Impérialisme et développement inégal
C’étaient les belles années, celles de nos 20 ans, bien moins troublées que celles que connut Nizan (1). Ces années où l’on dévorait tous les livres qui dénonçaient le capitalisme et le néocolonialisme. Les auteurs de référence étaient Rodinson, Dumont, Mandel, Sweezy, Althusser, Furtado et bien d’autres. Pourquoi évoquer ces années là ? Parce qu’un de ces auteurs vient de mourir dans un quasi anonymat. Il s’agit de l'économiste franco-égyptien Samir Amin, reconnu mondialement comme une figure de proue de l'altermondialisme. Il vivait à Dakar depuis de nombreuses années.

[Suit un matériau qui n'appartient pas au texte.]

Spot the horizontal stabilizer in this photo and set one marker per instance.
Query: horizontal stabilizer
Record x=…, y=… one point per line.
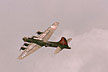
x=58, y=49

A l’occasion de ce décès, je me suis demandé ce qu’il me restait de mes lectures de ses ouvrages publiés il y a près de 50 ans, notamment L’accumulation à l’échelle mondiale (1970) et Le développement inégal (1973). Peu et beaucoup. Il a remarquablement décrit le phénomène de l’impérialisme économique qui exploitait les pays pauvres, et particulièrement l’Afrique, et rendait leur développement impossible. Sur ce point une bonne partie de son diagnostic demeure pertinent.